Kelana Membelah Rimba Jawa

By , Rabu, 23 Maret 2016 | 06:00 WIB

Telur menjadi benda yang dilarang untuk dibawa saat ekspedisi IOX. Meskipun tak ada yang bisa menjelaskan alasan secara ilmiah, kejadian mistis yang menimpa beberapa peserta tahun lalu diyakini karena mereka membawa telur terkutuk.

“Tapi, ya sudah karena telanjur dibawa kita habiskan saja disini,” saran Harsoyo. Kami pun melahap habis telur dadar. Semoga tidak apes seperti tahun lalu.

Perjalanan berlanjut melewati padang rumput nan indah. Beberapa kali laju mobil yang saya tumpangi melambat untuk menghindari bongkahan batu besar dan pohon tumbang. Keindahan ini tersembunyi di balik pamor Gunung Merapi yang semakin terkenal dengan wisata jip di Kaliurang.

Kutukan itu mulai bekerja. Berkali-kali mobil yang saya tumpangi tak kuasa menerjang medan. Saya pun tertatih-tatih penuh dahaga tanpa air dalam perjalanan menembus Gunung Popok dengan berjalan kaki. Saya hanya ingin tiba dengan cepat di perkampungan terdekat untuk meminta segelas air putih. Harapan bersinar saat saya menjumpai pondok kayu milik petani yang terletak di ujung jalan setapak.

“Hanya ada kopi hitam, Mas,” ujarnya.

Lantaran saya sudah kepalang haus, dengan cepat saya menenggak kopi hitam. Airnya yang panas membuat lidah saya melepus.

Lagi-lagi Apes!

Saya sudah lelah berjalan kaki. Saya percaya bahwa dalam setiap perjalanan pasti selalu ada orang yang baik. Seorang petani yang mengendarai sepeda motor 1990-an menawarkan tumpangan kepada saya.

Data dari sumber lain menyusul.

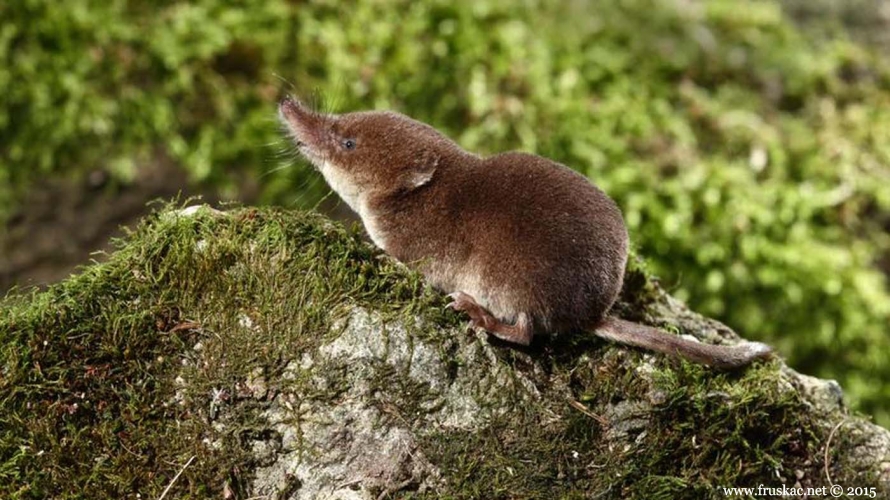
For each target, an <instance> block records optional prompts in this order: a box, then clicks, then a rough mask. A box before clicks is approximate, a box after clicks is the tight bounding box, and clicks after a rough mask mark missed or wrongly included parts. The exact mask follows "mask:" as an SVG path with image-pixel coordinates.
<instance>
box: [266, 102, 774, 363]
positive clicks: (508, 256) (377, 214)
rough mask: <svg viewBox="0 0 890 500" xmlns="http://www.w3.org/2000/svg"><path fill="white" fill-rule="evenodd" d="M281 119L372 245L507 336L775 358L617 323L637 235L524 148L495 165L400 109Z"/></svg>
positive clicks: (296, 142) (290, 114)
mask: <svg viewBox="0 0 890 500" xmlns="http://www.w3.org/2000/svg"><path fill="white" fill-rule="evenodd" d="M279 115H280V117H281V120H282V122H283V123H284V125H285V126H286V129H287V131H288V132H289V134H290V136H291V138H292V140H293V141H294V143H295V144H296V146H297V148H298V150H299V151H300V153H301V154H302V155H304V156H305V157H306V158H307V159H308V160H309V161H310V162H311V163H312V164H313V165H314V166H315V167H316V168H318V170H319V171H321V174H322V175H323V176H324V178H325V180H326V181H327V183H328V184H329V185H330V187H331V188H332V189H333V190H334V191H335V192H336V193H337V194H338V195H340V197H341V198H342V199H343V200H344V201H345V202H346V203H347V204H348V205H349V206H350V208H352V209H353V210H354V211H355V212H357V213H358V215H359V216H360V217H361V219H362V222H363V223H364V226H365V228H366V230H367V231H368V234H369V235H370V237H371V240H372V241H373V242H374V243H375V244H376V245H377V246H379V247H380V248H382V249H383V250H384V251H385V252H386V253H388V254H389V255H391V256H393V257H394V258H396V259H397V260H399V261H400V262H403V263H405V264H407V265H409V266H414V267H416V268H417V269H418V270H419V271H420V272H421V273H422V274H423V275H424V276H425V277H426V279H427V280H428V281H429V282H430V283H431V284H432V285H433V286H434V287H436V288H439V289H441V290H443V291H444V292H446V293H448V294H450V297H451V299H452V302H451V304H449V305H450V306H451V307H453V308H454V309H456V310H458V311H464V312H466V313H467V314H468V315H469V316H470V318H471V321H472V323H473V325H474V326H476V327H479V328H483V329H485V330H487V331H488V332H490V333H491V334H493V335H495V336H496V337H498V338H501V339H504V340H507V341H509V342H515V343H517V344H523V345H528V344H529V343H530V342H531V340H532V337H533V336H534V335H535V334H536V333H570V332H573V331H574V332H577V331H582V330H590V331H592V332H594V333H595V334H596V335H598V336H600V337H602V338H606V339H609V340H613V341H616V342H620V343H623V344H628V345H633V346H638V347H642V348H646V349H651V350H654V351H658V352H662V353H666V354H671V355H677V356H681V357H683V358H686V359H689V360H692V361H695V362H698V363H703V364H706V365H710V366H715V367H719V368H736V367H740V366H745V365H747V364H749V363H750V362H752V361H754V360H756V359H760V358H764V357H766V356H768V355H770V353H771V352H772V350H771V349H770V348H769V346H767V345H765V344H761V343H757V342H744V343H741V344H738V345H734V346H719V345H710V344H703V343H700V342H696V341H694V340H687V339H685V338H682V337H679V336H677V335H672V334H669V333H667V332H663V331H661V330H658V329H656V328H653V327H649V326H644V325H639V324H636V323H632V322H629V321H625V320H622V319H619V318H616V317H614V316H610V315H609V310H610V308H611V307H612V305H613V304H614V303H615V300H616V299H617V298H618V294H619V292H620V291H621V287H622V281H623V278H624V268H625V265H626V264H627V252H628V234H627V228H626V226H625V223H624V219H623V217H622V215H621V211H620V210H619V208H618V206H617V205H616V204H615V202H614V201H612V199H611V198H609V197H608V196H607V195H606V194H605V193H604V192H603V191H601V190H600V189H599V188H597V187H596V186H595V185H593V184H592V183H591V182H590V181H589V180H588V179H587V178H585V177H583V176H582V175H580V174H578V173H577V172H575V171H573V170H571V169H570V168H568V167H566V166H564V165H561V164H559V163H556V162H554V161H552V160H549V159H547V158H543V157H541V156H536V155H532V154H527V153H520V152H507V153H501V154H497V155H493V156H489V157H484V158H483V157H480V156H478V155H475V154H473V153H470V152H468V151H465V150H464V149H462V148H461V147H460V146H458V145H457V143H455V142H454V141H452V140H450V139H448V138H447V137H445V136H444V135H443V134H441V133H440V132H438V131H437V130H436V129H434V128H433V127H431V126H429V125H427V124H424V123H421V122H419V121H416V120H413V119H411V118H409V117H407V116H404V115H401V114H398V113H394V112H390V111H364V112H355V113H344V114H327V113H319V112H316V111H313V110H311V109H309V108H307V107H306V106H304V105H303V104H302V103H300V102H299V101H298V100H296V99H293V98H286V99H284V100H283V101H282V102H281V104H280V106H279Z"/></svg>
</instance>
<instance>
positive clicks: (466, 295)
mask: <svg viewBox="0 0 890 500" xmlns="http://www.w3.org/2000/svg"><path fill="white" fill-rule="evenodd" d="M448 297H450V298H451V303H449V304H448V306H447V307H450V308H452V309H454V310H455V311H464V312H465V313H467V314H469V315H470V320H471V322H472V323H473V326H475V327H477V328H482V329H483V330H485V331H487V332H489V333H491V334H492V335H494V336H495V337H497V338H499V339H503V340H506V341H508V342H514V343H516V344H522V345H529V344H530V343H531V341H532V336H533V335H534V331H533V330H532V322H531V318H529V315H528V314H526V313H524V312H521V313H519V314H518V315H517V316H516V323H514V324H512V325H509V324H507V323H503V322H501V320H499V319H497V318H495V317H494V316H492V314H491V313H490V312H488V311H486V310H485V308H484V307H482V306H480V305H479V304H478V303H477V302H476V299H474V298H473V297H471V296H469V295H467V294H465V293H464V292H454V293H452V294H449V295H448Z"/></svg>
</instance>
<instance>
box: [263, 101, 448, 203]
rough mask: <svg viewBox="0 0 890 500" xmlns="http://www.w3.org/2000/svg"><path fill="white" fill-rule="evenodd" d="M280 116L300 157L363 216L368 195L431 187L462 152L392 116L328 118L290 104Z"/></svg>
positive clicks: (415, 127)
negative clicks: (441, 160)
mask: <svg viewBox="0 0 890 500" xmlns="http://www.w3.org/2000/svg"><path fill="white" fill-rule="evenodd" d="M278 111H279V116H280V117H281V121H282V122H283V123H284V125H285V126H286V128H287V130H288V132H289V134H290V136H291V139H292V140H293V141H294V144H295V145H296V146H297V149H298V150H299V151H300V153H301V154H302V155H303V156H305V157H306V158H307V159H308V160H309V161H310V162H312V164H313V165H315V167H316V168H318V169H319V170H320V171H321V173H322V175H324V177H325V180H326V181H327V182H328V184H329V185H330V186H331V188H332V189H333V190H334V191H336V192H337V194H339V195H340V196H341V197H342V198H343V199H344V201H346V203H348V204H349V205H350V207H352V208H353V210H356V211H357V212H359V213H361V210H362V203H364V202H365V198H366V196H368V195H370V194H373V195H378V196H379V195H394V194H399V193H408V192H411V191H413V190H416V189H419V188H421V187H423V186H426V185H428V184H429V183H431V182H433V181H434V179H435V177H436V172H437V170H438V168H439V165H440V162H441V160H442V158H443V157H447V156H449V155H452V154H454V153H455V152H459V151H461V150H460V148H459V147H458V146H457V145H456V144H455V143H454V142H452V141H451V140H449V139H448V138H446V137H445V136H443V135H442V134H440V133H439V132H438V131H436V129H434V128H432V127H430V126H429V125H426V124H424V123H421V122H418V121H416V120H413V119H411V118H409V117H407V116H405V115H402V114H399V113H394V112H391V111H363V112H357V113H344V114H339V115H335V114H324V113H317V112H315V111H312V110H310V109H308V108H306V107H305V106H304V105H303V104H301V103H300V102H299V101H297V100H295V99H292V98H285V99H284V100H283V101H281V104H280V105H279V108H278Z"/></svg>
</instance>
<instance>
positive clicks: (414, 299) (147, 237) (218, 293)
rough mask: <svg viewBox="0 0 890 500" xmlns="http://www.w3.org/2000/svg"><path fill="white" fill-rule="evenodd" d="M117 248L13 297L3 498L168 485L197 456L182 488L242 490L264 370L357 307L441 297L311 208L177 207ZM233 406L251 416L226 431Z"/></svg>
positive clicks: (1, 444) (9, 336)
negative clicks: (355, 305) (224, 210)
mask: <svg viewBox="0 0 890 500" xmlns="http://www.w3.org/2000/svg"><path fill="white" fill-rule="evenodd" d="M117 247H118V248H117V250H116V251H115V252H114V253H112V254H111V255H109V256H108V258H107V261H106V262H103V263H101V264H94V265H91V266H88V267H86V268H84V269H83V271H82V272H81V274H79V275H77V276H74V277H72V278H71V279H69V280H67V281H65V282H63V283H61V284H59V285H55V286H52V287H50V288H49V289H48V290H47V291H45V292H33V293H29V294H24V295H18V296H11V297H9V298H7V299H6V300H5V302H3V303H2V306H3V307H2V309H0V345H2V347H0V349H2V350H0V362H2V367H3V371H2V377H0V403H2V408H3V410H2V412H0V429H2V431H0V497H3V498H47V497H53V498H78V497H81V495H83V493H78V492H91V493H90V497H92V498H96V497H106V498H122V497H124V496H126V495H128V494H132V493H136V492H140V493H142V494H143V495H146V494H148V495H149V497H157V496H158V495H159V493H160V490H161V489H163V487H164V486H165V485H166V483H167V482H168V481H169V480H170V479H171V478H172V477H173V475H174V474H175V473H176V472H177V470H178V467H179V466H180V465H181V464H184V463H185V461H186V460H187V459H188V458H189V457H190V456H192V455H196V456H197V457H198V458H197V459H196V460H195V462H194V463H193V465H191V466H190V468H189V471H188V474H185V475H184V476H183V477H182V478H180V480H179V482H178V488H177V490H176V491H178V492H179V495H180V496H179V497H180V498H185V497H188V498H206V497H207V496H210V495H211V493H213V494H214V495H215V494H216V493H215V492H219V491H220V490H221V489H222V488H223V486H224V484H225V483H226V482H228V483H229V484H230V485H231V486H232V487H237V486H238V485H239V484H242V483H243V478H242V477H240V473H243V472H244V467H245V464H250V463H251V462H250V458H249V454H248V451H249V449H248V447H247V445H248V443H249V439H248V437H249V436H250V435H251V432H253V431H254V423H255V420H256V418H257V417H258V415H259V411H260V410H261V406H262V405H260V404H257V403H256V402H255V401H254V400H253V399H251V398H246V397H243V395H239V394H241V393H242V392H243V390H244V389H243V387H244V383H245V381H247V380H248V378H249V377H250V375H251V372H252V371H253V370H255V369H256V368H257V367H259V368H260V370H261V371H262V372H263V373H268V374H274V373H280V371H281V369H282V368H283V363H286V361H287V360H289V359H294V358H295V357H298V356H299V354H300V353H301V352H303V351H304V350H307V349H310V348H311V347H313V346H316V345H318V344H319V343H320V342H321V341H322V340H323V339H324V338H325V337H326V336H329V335H330V332H331V328H330V325H331V322H332V321H334V320H336V318H337V317H338V311H342V310H345V306H346V305H348V304H365V305H369V304H371V303H373V304H374V307H375V309H377V310H379V311H381V312H382V313H383V314H388V315H391V316H398V315H401V314H412V315H413V314H415V313H416V312H417V311H420V310H425V309H430V310H434V308H432V307H429V306H428V305H427V306H424V304H431V303H435V304H436V305H437V306H438V305H439V302H438V301H440V299H439V298H438V297H437V296H435V295H432V294H430V293H427V292H425V291H424V290H423V286H422V283H421V281H420V280H419V278H418V277H417V276H416V275H412V274H409V273H407V272H406V271H404V270H403V269H402V268H400V267H399V266H396V265H395V264H394V263H392V262H391V261H389V260H385V259H384V260H381V259H380V256H379V255H378V254H377V252H376V251H374V250H373V249H372V248H371V247H370V246H368V245H366V244H363V243H362V242H361V241H360V239H359V237H358V236H357V235H355V234H350V233H347V232H346V231H344V230H343V229H342V228H341V227H339V226H335V225H333V224H331V223H330V222H328V221H327V220H324V219H322V218H321V217H319V216H317V215H312V214H306V213H292V212H282V211H276V210H254V209H240V210H236V211H233V212H232V213H231V214H229V215H227V216H219V215H216V214H214V213H212V212H210V211H208V210H200V211H198V212H197V213H196V214H195V215H193V216H180V215H177V212H176V211H174V210H172V209H165V210H163V211H161V212H160V213H158V214H156V215H154V216H152V217H150V218H149V219H148V220H147V221H146V222H144V223H143V224H142V225H141V226H140V227H139V228H137V229H136V230H135V231H134V232H133V233H132V234H129V235H128V236H127V237H126V239H125V240H122V241H119V242H118V243H117ZM436 314H438V313H436ZM196 346H197V347H196ZM177 377H180V382H176V381H175V380H176V378H177ZM267 378H268V379H269V380H272V381H275V380H276V379H275V378H274V377H267ZM331 378H332V379H333V377H331ZM274 383H279V384H280V383H283V382H281V381H278V382H273V384H274ZM290 383H293V382H290ZM277 389H278V388H277V387H275V386H274V385H273V386H272V387H271V388H270V390H272V391H275V390H277ZM222 406H237V407H238V411H236V412H228V413H230V414H237V415H238V416H239V419H240V420H239V421H238V422H229V421H227V422H225V425H224V426H223V428H224V430H222V431H220V430H216V429H215V428H214V426H213V425H212V424H214V423H215V422H214V419H215V418H217V416H218V413H219V408H220V407H222ZM204 439H208V440H210V441H217V442H218V443H219V444H220V446H221V447H220V448H219V449H218V450H217V451H212V450H211V451H208V448H207V447H206V446H204V445H202V444H201V441H202V440H204Z"/></svg>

Oh, Tuhan mendengar pinta saya.

Petani itu bersedia mengantarkan saya menuju Waduk Gajah Mungkur. Dia membelokkan arah, kemudian motor tuanya menderu saat melewati tanjakan. “Kita mampir dulu ke Bukit Gantole ya, Mas,” ujarnya. “Dari atas bukit ini, Mas bisa memandang waduk secara keseluruhan.”

Saya antusias untuk menaiki anak tangga ke atas bangunan yang biasa dijadikan tempat lepas landas paralayang dan gantole. Beberapa muda-mudi sibuk berswafoto. Selain sebagai irigasi, pembangkit tenaga listrik, dan sumber air minum, waduk ini juga menjadi salah satu destinasi primadona di Kabupaten Wonogiri. 

Pantai Karanggongso berombak tenang. Selain nelayan, penduduk di sini juga memiliki keramba lobster dan kerapu. Saya berjumpa dengan Isa Anshari yang memiliki warung di Pantai Karanggongso.

“Saya asli Banjarmasin,” ujar Isa. “Tapi tahun 1993 pindah ke sini setelah bertemu perempuan asal Surabaya yang sekarang menjadi istri saya.” Dia memiliki berapa tambak lobster dan kerapu di Teluk Prigi. Hasilnya, dia dijual ke Surabaya dan Malang. Harganya bervariasi, dari 150 ribu hingga 700 ribu rupiah per kilogram.